Long past sunset. You aimlessly wander the apartment, find yourself in the bedroom. You sit bedside feeling miserable, musing. If only you could apologize for your egocentric behavior. If, If, If . . . but she’s gone. The only thing left to you is suffering, bearing the guilt of how you treated this patient, caring, giving woman.
You’ve achieved your life goals . . . but at a cost. You cared only about your needs, desires. Nancy, an archangel, who turned a man-child into a man. You gave no thought to the helping hand that was always there. You didn’t appreciate the love and strength that flowed from her to you. You, so self-concerned, could not realize she was your life, until she died. Shell shocked, the world dropped out from under you. Your life stopped; now, you merely exist.
You struggle into your pajamas when swish! Nancy, breathless, dashes into the bedroom, dressed eclectically to the nines, très chic as usual, young as the day you met her forty-six years ago. What? What? What? You stare, drop-mouthed, as this visage skitters over, kisses you full on your lips, wearing your favorite flavor of lipstick.
She sparkles. “Hey baby, I’m super late for a meeting. No time to cook. I’ll make it up later.” She rummages through the bureau drawer, “Seen my Cartier with the black band? The one you gave me for my birthday.”
You sit stupefied. “Wha . . . what are you doing here?”
“I live here, dopey. Too much champagne at your birthday party last night?”
Birthday party? Not even close to my birthday. Nancy flits into the closet, burrows into her massive shoe collection, comes out wearing a sleek pair of stilettos. What? What? How? The love of your life whizzes around.
You follow her into the bathroom, shocked at the image of you both in the mirror looking as young as the day you married. That hot pair taking on the world. You sneak another mirror peek as you start out. It’s you, alone now, seventy-eight, an old man.

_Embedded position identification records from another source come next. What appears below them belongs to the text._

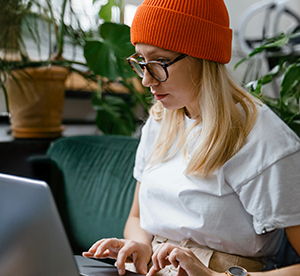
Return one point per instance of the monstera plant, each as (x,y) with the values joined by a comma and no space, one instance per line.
(106,57)
(283,55)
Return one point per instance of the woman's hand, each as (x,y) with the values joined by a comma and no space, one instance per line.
(123,251)
(184,258)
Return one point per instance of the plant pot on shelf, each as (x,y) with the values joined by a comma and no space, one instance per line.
(36,100)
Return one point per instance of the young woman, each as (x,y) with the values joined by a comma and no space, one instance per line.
(217,172)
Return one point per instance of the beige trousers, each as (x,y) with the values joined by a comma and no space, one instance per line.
(215,260)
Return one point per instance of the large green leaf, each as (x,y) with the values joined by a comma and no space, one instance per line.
(290,82)
(107,56)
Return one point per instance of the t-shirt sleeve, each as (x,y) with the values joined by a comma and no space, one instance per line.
(142,151)
(272,197)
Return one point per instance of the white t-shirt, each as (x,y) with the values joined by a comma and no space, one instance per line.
(241,208)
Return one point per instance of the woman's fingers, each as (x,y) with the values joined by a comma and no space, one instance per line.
(161,254)
(131,252)
(105,248)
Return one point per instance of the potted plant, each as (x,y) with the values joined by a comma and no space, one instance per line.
(106,55)
(34,84)
(283,56)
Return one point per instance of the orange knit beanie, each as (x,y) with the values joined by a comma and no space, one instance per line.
(199,28)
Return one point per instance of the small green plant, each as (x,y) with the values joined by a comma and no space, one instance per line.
(106,57)
(285,71)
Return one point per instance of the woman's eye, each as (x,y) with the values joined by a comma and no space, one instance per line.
(162,60)
(140,58)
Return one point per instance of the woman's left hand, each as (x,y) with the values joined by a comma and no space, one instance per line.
(184,258)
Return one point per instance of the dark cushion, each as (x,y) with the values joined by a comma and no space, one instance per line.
(97,190)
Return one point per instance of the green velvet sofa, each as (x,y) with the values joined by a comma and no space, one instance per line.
(91,178)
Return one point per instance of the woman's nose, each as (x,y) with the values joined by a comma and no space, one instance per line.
(148,80)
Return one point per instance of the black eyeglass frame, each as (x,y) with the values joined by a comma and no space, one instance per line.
(144,65)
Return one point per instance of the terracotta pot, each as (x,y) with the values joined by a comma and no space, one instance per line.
(36,101)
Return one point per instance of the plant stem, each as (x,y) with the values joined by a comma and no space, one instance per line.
(60,41)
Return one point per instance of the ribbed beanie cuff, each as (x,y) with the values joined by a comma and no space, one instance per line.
(199,28)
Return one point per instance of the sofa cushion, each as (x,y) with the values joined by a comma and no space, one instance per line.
(98,186)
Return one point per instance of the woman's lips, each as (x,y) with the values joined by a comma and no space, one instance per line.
(159,97)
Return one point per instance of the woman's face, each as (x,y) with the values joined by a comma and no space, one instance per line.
(178,90)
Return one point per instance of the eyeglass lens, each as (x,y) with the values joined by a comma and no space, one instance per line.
(155,69)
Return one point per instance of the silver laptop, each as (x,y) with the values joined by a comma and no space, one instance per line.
(32,237)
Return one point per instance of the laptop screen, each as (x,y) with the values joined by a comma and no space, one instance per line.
(32,238)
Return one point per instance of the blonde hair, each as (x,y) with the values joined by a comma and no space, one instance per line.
(224,126)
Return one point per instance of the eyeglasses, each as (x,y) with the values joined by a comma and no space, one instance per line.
(156,69)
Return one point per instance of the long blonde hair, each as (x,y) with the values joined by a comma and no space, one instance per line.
(224,126)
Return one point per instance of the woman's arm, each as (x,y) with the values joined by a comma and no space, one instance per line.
(190,265)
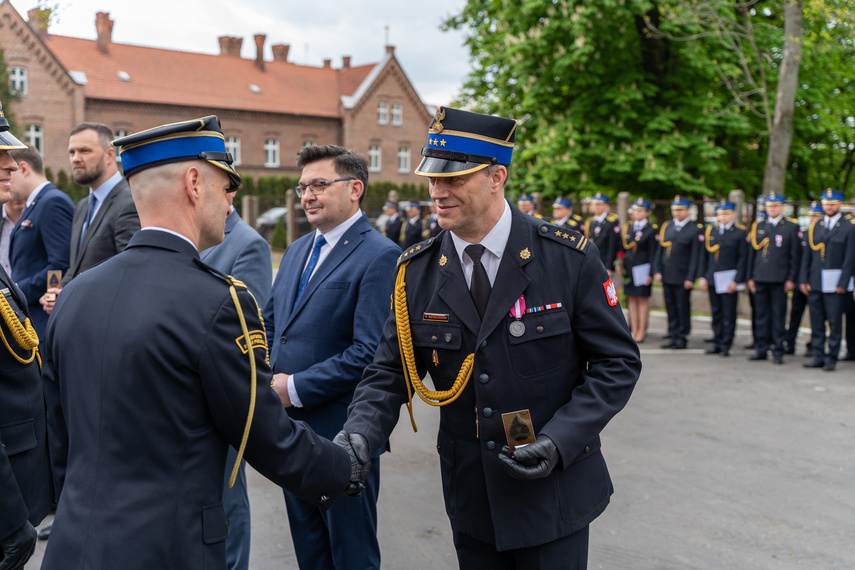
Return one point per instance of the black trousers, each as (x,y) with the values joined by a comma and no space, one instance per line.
(679,310)
(770,312)
(724,318)
(826,307)
(567,553)
(797,311)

Befuddled. Is this what you prayed for? A second chance to confess your sins? You, sheepish, “Do you have time to talk before you leave?”
Looks at her Cartier. “Half a sec, baby, what’s on that overactive brain of yours?”
“I need to tell you how sorry I feel about the way I took you for granted.”
Nancy, blowing it off: “Hubris of youth. You were too busy being you.”
“It should have been us, the things that mattered to you. It was always Me first.”
“Oh, pooh, darling,” her face dazzling. “Stop dwelling. Anyway, I’m way, way late.”
She cradles your face, “Forgive.” Kiss! “Forget.” Kiss!
“You mean it?”
“Have I ever fibbed?”
“Never.”
“Gotta run.” Out the door. Gone . . . again.
You fall sleep smiling. Awake renewed. Absolved by an adorable ghost.